Kelly Osborne, who is deaf, applied for a job as a plasma center technician (PCT) at BioLife Plasma Services. After two interviews, she was conditionally offered the job pending final tests and paperwork. BioLife’s human resources division reviewed her paperwork and determined she could not perform essential functions of the PCT job because she was deaf and would not be able to hear the alarm on the plasmaphoresis machine or hear clients calling for help. When Ms. Osborne showed up for work on her first day, Joe Elder, the manager, told her BioLife had rescinded her offer of employment. Ms. Osborne filed suit, arguing that BioLife’s revocation of the job offer violated the Americans with Disabilities Act. The district court granted summary judgment to BioLife and ordered each side to pay its own fees and costs. Both parties appealed.
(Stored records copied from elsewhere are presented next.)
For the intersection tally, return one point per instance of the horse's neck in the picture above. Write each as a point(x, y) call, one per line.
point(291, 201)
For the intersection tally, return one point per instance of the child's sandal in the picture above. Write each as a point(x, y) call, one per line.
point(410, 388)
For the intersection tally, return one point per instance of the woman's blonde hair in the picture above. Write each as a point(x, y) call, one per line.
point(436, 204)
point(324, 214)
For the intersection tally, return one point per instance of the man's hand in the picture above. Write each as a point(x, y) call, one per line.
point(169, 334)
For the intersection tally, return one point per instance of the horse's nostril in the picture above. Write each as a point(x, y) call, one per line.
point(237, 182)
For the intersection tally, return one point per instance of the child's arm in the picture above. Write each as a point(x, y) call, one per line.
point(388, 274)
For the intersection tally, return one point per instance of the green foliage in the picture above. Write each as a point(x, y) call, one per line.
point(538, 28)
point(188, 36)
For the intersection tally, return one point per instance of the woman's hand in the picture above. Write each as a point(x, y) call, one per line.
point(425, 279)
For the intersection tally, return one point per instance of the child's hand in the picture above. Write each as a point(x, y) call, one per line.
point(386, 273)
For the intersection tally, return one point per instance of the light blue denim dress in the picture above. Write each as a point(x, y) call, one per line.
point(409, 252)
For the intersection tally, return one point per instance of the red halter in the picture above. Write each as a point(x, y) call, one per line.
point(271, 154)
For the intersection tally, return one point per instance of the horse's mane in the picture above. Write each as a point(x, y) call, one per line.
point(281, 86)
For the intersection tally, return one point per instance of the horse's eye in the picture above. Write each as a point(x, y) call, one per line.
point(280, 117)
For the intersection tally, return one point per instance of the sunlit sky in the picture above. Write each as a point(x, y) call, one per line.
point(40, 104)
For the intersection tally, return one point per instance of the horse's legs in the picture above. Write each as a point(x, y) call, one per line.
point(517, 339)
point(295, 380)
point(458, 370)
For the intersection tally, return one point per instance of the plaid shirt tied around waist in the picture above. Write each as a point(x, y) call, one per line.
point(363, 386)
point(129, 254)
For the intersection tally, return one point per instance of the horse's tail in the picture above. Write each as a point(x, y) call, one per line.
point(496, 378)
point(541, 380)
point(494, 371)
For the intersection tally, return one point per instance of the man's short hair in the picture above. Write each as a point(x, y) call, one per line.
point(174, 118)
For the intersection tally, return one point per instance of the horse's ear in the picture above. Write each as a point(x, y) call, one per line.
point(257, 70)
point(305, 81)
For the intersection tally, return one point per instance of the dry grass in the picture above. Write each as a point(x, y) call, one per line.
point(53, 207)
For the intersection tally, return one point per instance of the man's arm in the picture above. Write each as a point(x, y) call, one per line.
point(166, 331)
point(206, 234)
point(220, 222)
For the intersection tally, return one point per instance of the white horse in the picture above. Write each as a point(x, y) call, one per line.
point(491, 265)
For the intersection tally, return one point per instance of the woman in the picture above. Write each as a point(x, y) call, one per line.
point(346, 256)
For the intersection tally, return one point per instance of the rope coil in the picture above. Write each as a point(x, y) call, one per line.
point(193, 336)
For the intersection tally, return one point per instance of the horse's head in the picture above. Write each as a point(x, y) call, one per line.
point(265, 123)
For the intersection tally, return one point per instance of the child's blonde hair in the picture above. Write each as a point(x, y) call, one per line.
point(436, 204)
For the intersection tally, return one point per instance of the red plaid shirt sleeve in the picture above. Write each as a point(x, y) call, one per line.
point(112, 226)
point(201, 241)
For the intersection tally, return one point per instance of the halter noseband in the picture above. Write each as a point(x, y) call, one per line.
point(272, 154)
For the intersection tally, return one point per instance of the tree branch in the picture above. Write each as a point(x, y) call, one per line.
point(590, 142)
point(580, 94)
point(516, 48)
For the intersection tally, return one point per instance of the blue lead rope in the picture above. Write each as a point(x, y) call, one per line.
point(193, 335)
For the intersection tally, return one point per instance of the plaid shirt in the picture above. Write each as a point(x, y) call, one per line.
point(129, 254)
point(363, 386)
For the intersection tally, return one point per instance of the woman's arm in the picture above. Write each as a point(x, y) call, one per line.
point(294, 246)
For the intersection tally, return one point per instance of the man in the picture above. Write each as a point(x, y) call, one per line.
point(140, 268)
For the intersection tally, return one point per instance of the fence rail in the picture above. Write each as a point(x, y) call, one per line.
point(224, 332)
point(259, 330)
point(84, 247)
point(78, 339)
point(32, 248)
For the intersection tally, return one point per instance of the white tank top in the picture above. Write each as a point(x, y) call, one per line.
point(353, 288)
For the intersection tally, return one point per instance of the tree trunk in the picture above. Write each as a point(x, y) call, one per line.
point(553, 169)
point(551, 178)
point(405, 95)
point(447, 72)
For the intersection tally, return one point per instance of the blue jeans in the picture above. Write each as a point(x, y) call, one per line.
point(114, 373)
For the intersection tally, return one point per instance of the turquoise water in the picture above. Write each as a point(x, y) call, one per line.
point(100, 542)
The Tenth Circuit found material disputes of fact as to whether the accommodations Ms. Osborne proposed would be reasonable for BioLife and concluded summary judgment was inappropriate. The Tenth Circuit evaluated the three factors to present a prima facie case of discrimination under the ADA: (1) whether the employee is disabled within the meaning of the ADA, (2) whether the employee is qualified, with or without reasonable accommodation, to perform the essential functions of the job, and (3) whether the employee was discriminated against because of his or her disability. Because there was no dispute that Ms. Osborne met the first and third factors, the Tenth Circuit evaluated only the second—whether she would be able to perform essential functions of the job with or without reasonable accommodation. Ms. Osborne proposed adding lights to the plasmaphoresis machine in addition to the alarm sound and giving clients call buttons. Ms. Osborne argued her proposed accommodations were reasonable on their face and the burden should have shifted to BioLife to show that it was unable to provide the accommodations without undue hardship. The Tenth Circuit agreed, finding that summary judgment was precluded because genuine issues of material fact existed regarding whether BioLife could provide the accommodations. Because the Tenth Circuit found that summary judgment was inappropriate, BioLife’s appeal of the cost determination was moot.

The Tenth Circuit reversed the district court’s grant of summary judgment and remanded for further proceedings.